End-to-End Image Classification App

April 22, 2024

The End-to-End Cancer Classification App utilizes TensorFlow to train a binary classification model on a dataset of chest CT images. Images are categorized in two classes: adenocarcinoma and normal cases. Using a pre-trained, base model, VGG16, I built a convolutional neural network (CNN) model that assigns images to either class. The model is accessible through a frontend using the Gradio framework, which features an intuitive, user-friendly interface allowing for straightforward interactions, such as image uploads or direct pasting from the web or local storage. Detailed information about this project is available on my GitHub repository.

Project Overview

This project was conceived to harness the power of deep learning algorithms for the precise classification of medical imaging, thereby enhancing diagnostic accuracy. One significant application of this model is to support healthcare professionals, such as radiologists, by offering faster and more precise assessments critical during the treatment planning phase.

Beyond its initial application in aiding radiologists, the potential of the project extends to several other fields. For instance, it could be adapted for use in pathology to enhance the detection and analysis of histopathological slides, significantly speeding up the process of diagnosing diseases at the cellular level. Additionally, the model could be utilized in emergency medicine to quickly analyze images in critical care settings, facilitating faster decision-making where time is of the essence. Furthermore, its adaptability means it could also support research in epidemiology by providing insights into disease patterns and prevalence through large-scale image analysis, thereby contributing to public health strategies and preventive medicine. This breadth of applications highlights the versatility and impact of advanced machine learning models in various aspects of healthcare and research.

You may the view the app’s screenshot by clicking the following link: Screenshot: Chest CT Scan Classifier

Technologies Employed

Python: I used Python for developing machine learning algorithms and for data manipulation.
TensorFlow and Keras: These tools were essential in building and training the deep learning models.
OpenCV: This library was utilized for processing images, preparing them for the training process.
Jupyter Notebook: I documented the development and testing phases using Jupyter Notebook, which facilitated a clear presentation of the methodologies and results.
Gradio: I used Gradio to create the frontend framework.
MLFlow I used MLFlow for experiment tracking.
DVC I used DVC for data version tracking and control.

Getting Started

Installation

Interested parties can replicate or review the project by following these steps:

Step 1. Clone the repository by typing the following in your terminal:

git clone https://github.com/drjodyannjones/End-to-End-Cancer-Classification-Project.git

Step 2. Create a virtual environment.

Step 3. Activate the newly created virtual environment.
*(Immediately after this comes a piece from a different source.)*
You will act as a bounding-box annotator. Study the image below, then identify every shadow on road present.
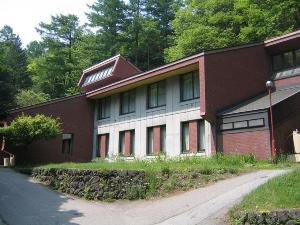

Step 4. Navigate to the project directory and install necessary dependencies by typing the following in your terminal:

pip install -r requirements.txt

Step 5. Run the app by typing the following in your terminal

gradio app.py

Sample Code Snippet: prediction.py

Below is a sample code snippet from the project, illustrating the loading of the trained tensorflow model and the logic used to generate predictions.

import numpy as np
from tensorflow.keras.models import load_model
from tensorflow.keras.preprocessing import image
import os

class PredictionPipeline:
def **init**(self):
self.model = load_model(os.path.join("artifacts", "training", "model.h5"))

    def predict(self, filename):
        try:
            test_image = image.load_img(filename, target_size=(224, 224))
            test_image = image.img_to_array(test_image)
            test_image = np.expand_dims(test_image, axis=0)
            result = np.argmax(self.model.predict(test_image), axis=1)

            if result[0] == 1:
                prediction = "Normal"
            else:
                prediction = "Adenocarcinoma Cancer"

            return [{"image": prediction}]
        except Exception as e:
            print(f"Error during prediction: {e}")
            return [{"image": "Prediction error"}]

Acknowledgements

Special shoutout to DSwithBappy who inspired this project.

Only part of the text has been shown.